The crash ended his parents' lives, and sent their children into a spiral of uncertainty.

As the children, from an infant to 12, were taken to various hospitals to treat their injuries ranging from minor to severe, there was little hope that the close-knit siblings would be able to stay together.

Their future seemed bleak after they were released to live together in a temporary private foster home in San Diego. Local news highlighted the children's plight.

That's when the Willises learned about them and knew the kids needed to stay together in a stable home. They had a big home that was now empty as they pondered downsizing.

"We were at a crossroads. I saw this story and it hit me so hard," Pam says. "We had room for them and I started falling in love. This was the answer to what we were supposed to be doing."

The children — Aleecia, now 9, Anthony, 8, Aubriella, 7, Leo, 5, and Xander, 4 — came to live with the Willises in March 2019. 

While their biological children were fully supportive, they were a little concerned.

"I think that they were taken aback a little with the permanency of it all and like, 'Wow, mom and dad, you're not 25 anymore,'" says Pam, laughing. "My oldest one, he was 30 at the time and he was future-minded, like, 'Are you guys going to be okay with retirement and things like that, and financially?' And we were like, 'Yeah, I think we'll be okay.' "

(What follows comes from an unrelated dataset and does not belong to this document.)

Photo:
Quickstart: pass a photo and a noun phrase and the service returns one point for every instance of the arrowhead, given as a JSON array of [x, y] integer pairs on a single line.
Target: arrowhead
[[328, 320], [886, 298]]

The kids' adoption was finalized in August 2020, and the crew jumped into the public eye after a video of their journey went viral. Now the family chronicles their adventures on their Instagram account.

Almost two years after their new chapter began, Pam says they are like any other family now that the children have rehabilitated from the accident and worked to overcome their fears and insecurities from their challenging former life.

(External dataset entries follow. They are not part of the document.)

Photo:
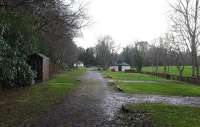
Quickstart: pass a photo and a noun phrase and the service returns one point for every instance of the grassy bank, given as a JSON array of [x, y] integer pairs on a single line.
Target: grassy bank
[[25, 104], [146, 84], [173, 70], [167, 115]]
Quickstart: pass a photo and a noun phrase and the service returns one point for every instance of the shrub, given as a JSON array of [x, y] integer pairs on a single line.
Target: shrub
[[131, 70], [15, 73]]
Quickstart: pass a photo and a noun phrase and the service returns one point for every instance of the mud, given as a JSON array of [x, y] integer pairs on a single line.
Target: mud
[[95, 105]]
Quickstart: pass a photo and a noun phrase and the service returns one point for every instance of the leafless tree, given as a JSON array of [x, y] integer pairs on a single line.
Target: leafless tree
[[186, 26], [104, 51]]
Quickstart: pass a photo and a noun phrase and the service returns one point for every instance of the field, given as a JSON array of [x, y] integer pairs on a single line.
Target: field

"We've moved past that first year that was so incredibly trying for all of us," Pam says. "The fact that we expected it and knew how to manage it didn't make it any less difficult."

Instead of being bitter about the life he had been handed, Adelino says he's vowed to make his life count.

He tells PEOPLE that he stopped thinking, "Wow, life really sucks," and shifted his mindset: "I want to help people so they never have to feel like this. I want to make sure my family is happy."

And he has his sights set on becoming a special victims detective, "because what happens to [them] really makes me upset," he says. "I want to be there to help those people have a shoulder to lean on."